ECecillo

Posted on Apr 2 • Edited on Sep 29

Workshop ⚒️ - Create sound with sin(x) 🎧

#beginners #learning #sampling #signal

Before we start

Hello 👋, this article is part of a series on signal processing and is an opportunity for me to document the different concepts I had to grasp to code my audio encoder.

If this subject interests you and you want to learn more, I invite you to follow me or visit this post that I update as I write new articles 😁.

I am open to any remarks or suggestions for improvement; feel free to share your feedback in the comments to contribute to the enrichment of this series of articles 💪.

Happy reading 😉.

Introduction

What I propose to you today is to conduct a small workshop consisting of creating a sound from a few basic mathematical formulas that will be based on the notions we have seen previously + new ones that will complete our understanding of analogue signals and digitisation.

The goal of this article is not to code a complex program but to illustrate concepts.

I will only give you the necessary algorithms to do it yourself, and at the end, I will put a sandbox where you can directly launch the program that I coded on my side with the language of my choice 😉.

There will be no copy-paste in this article, so you will need to be at least comfortable with the language of your choice.

Settle in comfortably, grab something to drink ☕️, and if that's all good, let's go 🚀!

Code part

Creating a Curve and Retrieving Points

We saw that the shape of an analogue signal fundamentally was based on sinusoidal curves.
Therefore, we will need to use our function $sin(x)$ for this.

Then, once we have our signal curve, we will need to digitise it.
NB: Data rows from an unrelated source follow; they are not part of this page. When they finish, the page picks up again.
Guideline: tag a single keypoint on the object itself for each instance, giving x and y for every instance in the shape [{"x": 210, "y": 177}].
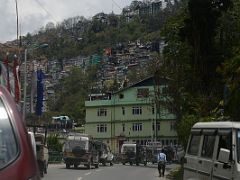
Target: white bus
[{"x": 213, "y": 151}]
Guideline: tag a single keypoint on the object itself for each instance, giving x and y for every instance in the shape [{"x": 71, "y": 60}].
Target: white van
[{"x": 213, "y": 151}]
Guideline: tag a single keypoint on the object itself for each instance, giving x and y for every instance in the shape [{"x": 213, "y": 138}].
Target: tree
[{"x": 72, "y": 93}]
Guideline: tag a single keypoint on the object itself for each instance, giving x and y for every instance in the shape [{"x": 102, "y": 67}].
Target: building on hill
[{"x": 131, "y": 115}]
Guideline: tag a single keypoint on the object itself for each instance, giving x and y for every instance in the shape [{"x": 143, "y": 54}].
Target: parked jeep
[
  {"x": 80, "y": 149},
  {"x": 105, "y": 154}
]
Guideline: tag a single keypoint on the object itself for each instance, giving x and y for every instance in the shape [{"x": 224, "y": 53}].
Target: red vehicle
[{"x": 17, "y": 160}]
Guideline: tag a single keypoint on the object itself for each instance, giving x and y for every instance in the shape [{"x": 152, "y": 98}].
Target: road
[{"x": 115, "y": 172}]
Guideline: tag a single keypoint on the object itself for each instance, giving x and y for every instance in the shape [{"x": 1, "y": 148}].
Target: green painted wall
[{"x": 115, "y": 118}]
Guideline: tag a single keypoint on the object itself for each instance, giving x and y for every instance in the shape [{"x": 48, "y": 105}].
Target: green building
[{"x": 131, "y": 115}]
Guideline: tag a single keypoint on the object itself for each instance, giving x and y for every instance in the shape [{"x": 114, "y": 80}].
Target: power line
[{"x": 117, "y": 4}]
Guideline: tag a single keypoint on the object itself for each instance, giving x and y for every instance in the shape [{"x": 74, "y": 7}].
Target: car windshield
[
  {"x": 74, "y": 143},
  {"x": 128, "y": 149},
  {"x": 8, "y": 144}
]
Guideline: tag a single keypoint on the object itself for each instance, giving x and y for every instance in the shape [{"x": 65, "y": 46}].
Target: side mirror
[{"x": 224, "y": 155}]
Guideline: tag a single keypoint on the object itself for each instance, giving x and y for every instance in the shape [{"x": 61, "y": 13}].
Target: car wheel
[
  {"x": 88, "y": 166},
  {"x": 96, "y": 165},
  {"x": 75, "y": 165},
  {"x": 67, "y": 166}
]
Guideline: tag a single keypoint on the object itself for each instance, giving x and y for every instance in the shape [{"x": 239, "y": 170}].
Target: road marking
[
  {"x": 86, "y": 174},
  {"x": 99, "y": 170}
]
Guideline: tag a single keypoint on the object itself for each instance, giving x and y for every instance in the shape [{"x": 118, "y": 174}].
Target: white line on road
[{"x": 99, "y": 170}]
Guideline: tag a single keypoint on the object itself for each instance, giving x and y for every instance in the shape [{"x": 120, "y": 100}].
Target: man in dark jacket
[{"x": 161, "y": 163}]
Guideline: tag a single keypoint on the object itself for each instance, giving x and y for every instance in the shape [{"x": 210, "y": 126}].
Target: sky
[{"x": 34, "y": 14}]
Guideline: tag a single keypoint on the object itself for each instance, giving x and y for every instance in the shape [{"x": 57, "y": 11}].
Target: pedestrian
[{"x": 161, "y": 163}]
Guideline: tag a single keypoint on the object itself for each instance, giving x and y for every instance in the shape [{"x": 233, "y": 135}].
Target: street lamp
[{"x": 25, "y": 77}]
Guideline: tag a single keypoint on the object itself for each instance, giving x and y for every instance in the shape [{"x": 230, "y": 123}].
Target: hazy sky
[{"x": 34, "y": 14}]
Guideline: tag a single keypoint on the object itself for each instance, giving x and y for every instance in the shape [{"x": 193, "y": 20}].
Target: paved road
[{"x": 115, "y": 172}]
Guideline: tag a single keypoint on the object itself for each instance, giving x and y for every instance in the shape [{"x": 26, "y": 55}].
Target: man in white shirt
[{"x": 161, "y": 163}]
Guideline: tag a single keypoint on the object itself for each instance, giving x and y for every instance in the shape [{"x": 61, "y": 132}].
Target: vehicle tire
[
  {"x": 96, "y": 165},
  {"x": 75, "y": 165},
  {"x": 67, "y": 166}
]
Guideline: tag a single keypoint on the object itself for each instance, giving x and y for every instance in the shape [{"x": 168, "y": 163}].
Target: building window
[
  {"x": 121, "y": 96},
  {"x": 123, "y": 110},
  {"x": 102, "y": 128},
  {"x": 102, "y": 112},
  {"x": 137, "y": 127},
  {"x": 165, "y": 90},
  {"x": 158, "y": 126},
  {"x": 143, "y": 93},
  {"x": 137, "y": 110}
]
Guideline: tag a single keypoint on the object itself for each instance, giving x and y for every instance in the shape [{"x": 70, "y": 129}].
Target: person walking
[{"x": 162, "y": 159}]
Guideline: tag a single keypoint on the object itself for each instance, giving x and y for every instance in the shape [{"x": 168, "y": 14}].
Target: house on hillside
[{"x": 131, "y": 115}]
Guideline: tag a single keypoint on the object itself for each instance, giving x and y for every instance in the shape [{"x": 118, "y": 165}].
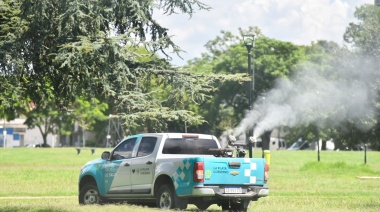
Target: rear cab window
[{"x": 191, "y": 146}]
Usually, to go from an analogue to a digital signal, we already have small electronic equipment that does it for us: the ADCs. (Analog-Digital-Controller)

A small illustration of an ADC that one can find on the internet 😉.

However, for simplicity, we will not go through all the necessary steps to digitise an analogue signal, because for a $sin(x)$ curve, it would be a bit overkill 😅.

We will detail the digitization process in another article.

To play a sound, we need values that we will calculate based on $sin(x)$ , we will proceed with what is called sampling.

Sampling

Sampling is the first step in analog-to-digital conversion (digitization).
It consists of taking "pictures" or samples of the analogue signal at regular intervals to be able to retrieve the original signal from key points.

This step is very important since the rest of the digitization will be based on these data!

The frequency at which these samples are selected is called sampling frequency.

But wait, I've already heard of frequency, does it correspond to this then?

No, that's why I will clarify a bit the difference between the two from here and specify their impact on the sound we perceive to avoid confusion 😁.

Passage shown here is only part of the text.